Boston.com ran an article today about whether men or women stay home with their sick children. I love these kinds of articles because I get to experience the whole mountain range of my emotions.
I start off relating. It's a problem a lot of working parents deal with. YG and I often have the schedule discussion when daycare is closed and we’re frantically whipping through our calendars trying to figure out who can watch Zygote and during what hours. Thankfully, we both have relative flexibility at work, so we usually end up splitting our days. I’ll watch Z in the morning while he works, and then we switch. Or we find a way to make it work.
Then I start to get irritated. “The lousy economy and mothers’ increasingly high-powered participation in the workforce have combined to heighten the tension over something as simple as a child’s sore throat or a few inches of snow.” Meh. Yes, now that mom has a REAL job, dad has to actually help with the kids. If mom didn't work, this tension simply would not exist.
Then I sigh. Article inserts fancy data about participation rates of mothers in the workforce. No way.
More sighing. Blah, blah, blah. Insert It’s so hard whining. Note: it was always hard when two parents worked. More people do it now, though, so it’s harder for more people. Therefore, a CRISIS.Also, ask any SAHM how easy her life is. I love the idea that things would be so much easier if one person was at home. Do people really believe this? Different, yes. Easier? No.

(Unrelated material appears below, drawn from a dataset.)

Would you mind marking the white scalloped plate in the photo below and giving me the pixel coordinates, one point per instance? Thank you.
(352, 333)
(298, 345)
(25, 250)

Then some more relating. “Rather than get angry, Jenny Anderson, coauthor of “Spousonomics: Using Economics to Master Love, Marriage and Dirty Dishes,’’ suggests couples do a “coldhearted, realistic cost-benefit analysis. You have to figure out where the family can afford it the most.’’ “The most important thing is not over-weighting fairness,’’ she said. “Don’t say, ‘Well, I stayed home yesterday, so you stay home today.’ “It seems counterintuitive to everything we’ve learned about marriage, but if you have a marriage that’s predicated on love and respect, then it will balance out in the end, and I don’t mean the end of the school year, but the end of your life together.’’ Marathon, not a sprint type stuff. Okay, agreed.
Then barf. “But you are gaining a day that you will probably remember much longer than whatever meeting you would have been doing.’’ Yes, because every moment spent with children is right out of A VERY SPECIAL EPISODE of My Life With Kids.
Then abject terror. Never, ever read the comments section if you want to have any faith in humankind.
A sampling of my favorites:
Let's start with I Have To Work Harder Because You Have Kids,
“we childfree workers resent this. You wanted children, now take care of them! The one who gets paid less stays home with the sick kid period. If you both make "good money", get a nanny”
Followed quickly by People Without Kids Are Bad People,
So, if you have chosen to be child-free, don't delude yourself that your choice is some how noble and progressive. You will end up picking up the slack, and no one will feel bad for you. No one, well, except maybe, your mommy!
Followed by You Are A Horrible Person Who Can't See The Real Beauty In Kids and Obviously You Are a Consumerist Whore, I Make All My Kids Clothes From Recycled Pandas And I Live In A Carbon-Neutral Cardboard Box,
Really? "Stuck at home." IT'S YOUR CHILD WHO DOESN'T FEEL WELL. You should WANT to take care of them!! If you are willing to make some sacrifices, one parent can stay home to take care of the kids/house/errands etc. Give up the two cars, 2000 square foot house, vacations, nice clothes and take care of your family. My husband and I have done both scenarios and CRAP ROLLS DOWNHILL. Thinking both parents working full-time doesn't affect your kids is the biggest elephant in the kitchen in our society.
Followed by No Shit,
Maybe parents-to-be should have this discussion before having children.
And then, You May Be Okay With Having A Murderer Or Pedophile Watch Your Kid While You're Out Realizing Your Dream of Becoming a Dance Therapist/Raw Foods Chef But I Think Children Should Be Tended To By A Real Parent
I prefer to have my children raised by their parents. My wife and I get by on less but there is a parent home when they come home from school. They are not dumped in some warehouse after school program so mommy and daddy can feel complete about themselves. I know this is a radically idea, but I have seen some parents treat their children like pets.
I'm fairly certain that the reason I am a terrible blogger is because I'm really in the middle on everything. I abhor fundamentalism in all its forms, and a lot of these people just sound like freaking nutcases. That said, I'd probably read their blogs because I do love a good train wreck.